Co-existing with containers: Cloud Native solutions don’t need a greenfield
Containers are widely regarded as the next big thing in telco virtualization technology, but what about the service providers who have already deployed VM-based solutions? Some communications service providers have already started virtualizing with virtual machines and VNFs and will want to continue that route for various reasons, but they will also want to adopt container-based technologies for the advantages they bring. One of the advantages of container-based applications is they are a part of a larger “cloud native” initiative that allows companies to design and develop first in the cloud, then deploy wherever it’s needed.
One of the areas we see a need to deploy cloud native applications is at the network edge. Some example use cases would include virtualized radio access networks (vRAN), multi access edge computing (MEC) and virtualized and universal customer premise equipment (vCPE/uCPE.) There are many reasons why a service provider would want to leverage containers at the edge. A few reasons include giving them the ability to better navigate the heterogeneous environment of the edge, meaning they will encounter different silicon and different system architectures (clustered, distributed, centralize/decentralized cloud environments). So, by leveraging a cloud native strategy that is untethered to any particular system specifications, service providers can ensure a broad “landing zone” for their container-based applications at the edge. This means regardless of the architecture type or location they can deploy application container workloads across architectures and platforms using common cloud native APIs and components.

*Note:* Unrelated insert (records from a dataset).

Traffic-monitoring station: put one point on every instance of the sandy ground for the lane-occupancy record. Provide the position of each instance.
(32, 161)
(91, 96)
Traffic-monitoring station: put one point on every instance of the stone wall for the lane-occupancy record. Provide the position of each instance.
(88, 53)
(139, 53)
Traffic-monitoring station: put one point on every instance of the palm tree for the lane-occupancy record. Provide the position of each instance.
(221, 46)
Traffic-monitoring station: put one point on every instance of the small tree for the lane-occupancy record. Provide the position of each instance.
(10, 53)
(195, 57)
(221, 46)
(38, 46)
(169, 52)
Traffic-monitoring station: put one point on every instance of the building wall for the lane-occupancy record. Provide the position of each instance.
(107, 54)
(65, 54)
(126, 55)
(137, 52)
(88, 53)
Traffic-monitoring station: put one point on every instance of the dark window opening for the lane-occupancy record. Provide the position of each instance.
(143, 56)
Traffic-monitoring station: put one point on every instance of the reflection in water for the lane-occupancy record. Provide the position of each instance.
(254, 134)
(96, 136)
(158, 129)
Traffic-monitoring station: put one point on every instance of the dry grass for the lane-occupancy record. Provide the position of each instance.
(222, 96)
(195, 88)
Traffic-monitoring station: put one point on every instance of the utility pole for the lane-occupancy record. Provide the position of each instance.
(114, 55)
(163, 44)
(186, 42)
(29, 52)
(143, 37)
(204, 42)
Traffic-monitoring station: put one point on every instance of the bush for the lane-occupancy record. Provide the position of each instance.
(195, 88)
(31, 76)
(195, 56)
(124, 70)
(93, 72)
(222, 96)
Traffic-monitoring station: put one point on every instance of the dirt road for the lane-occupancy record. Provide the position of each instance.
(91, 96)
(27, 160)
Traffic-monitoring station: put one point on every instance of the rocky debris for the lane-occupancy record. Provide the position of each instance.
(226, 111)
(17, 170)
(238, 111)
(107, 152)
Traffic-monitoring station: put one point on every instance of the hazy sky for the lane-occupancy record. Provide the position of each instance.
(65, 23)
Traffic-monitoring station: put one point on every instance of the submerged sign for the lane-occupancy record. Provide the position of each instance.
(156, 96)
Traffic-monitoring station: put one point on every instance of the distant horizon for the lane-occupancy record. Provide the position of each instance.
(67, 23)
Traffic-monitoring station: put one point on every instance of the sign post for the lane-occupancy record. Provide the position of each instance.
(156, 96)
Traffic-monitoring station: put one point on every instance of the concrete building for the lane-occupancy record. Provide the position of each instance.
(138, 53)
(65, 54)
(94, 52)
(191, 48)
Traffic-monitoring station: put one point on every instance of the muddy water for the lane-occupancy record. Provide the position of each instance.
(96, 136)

But, as mentioned earlier, how do you implement a cloud-native or container-based solution while still supporting bare metal and VMS as well? We’ve put together a few items that might help clear that question up and provide some guidance on how to do just that. This infographic shows a quick overview of three options to deploy a container and VM solution and lists some quick pros and cons for each method. This white paper, “Cloud Native for Telco: Making IT technology feasible at the network edge” takes the infographic a level deeper and provides quite a bit more detail not only on the three options but also some of the various requirements and challenges for deploying a cloud native strategy at the edge. If you’d prefer to have a presentation, we also have a full-length webinar that was originally aired on SDxCentral called, “Cloud Native for Telco: What it is and why you need it.” Despite the slightly different title, it’s based on the same material as the white paper.
Although many see containers as the future, containers and virtual machines can and will co-exist for some time. Using an edge cloud infrastructure like Titanium Cloud, which is based on the OpenStack pilot project, StarlingX, ensures that regardless of the technology it needs to support (VMs, Containers, Bare metal,) your applications will successfully perform as intended.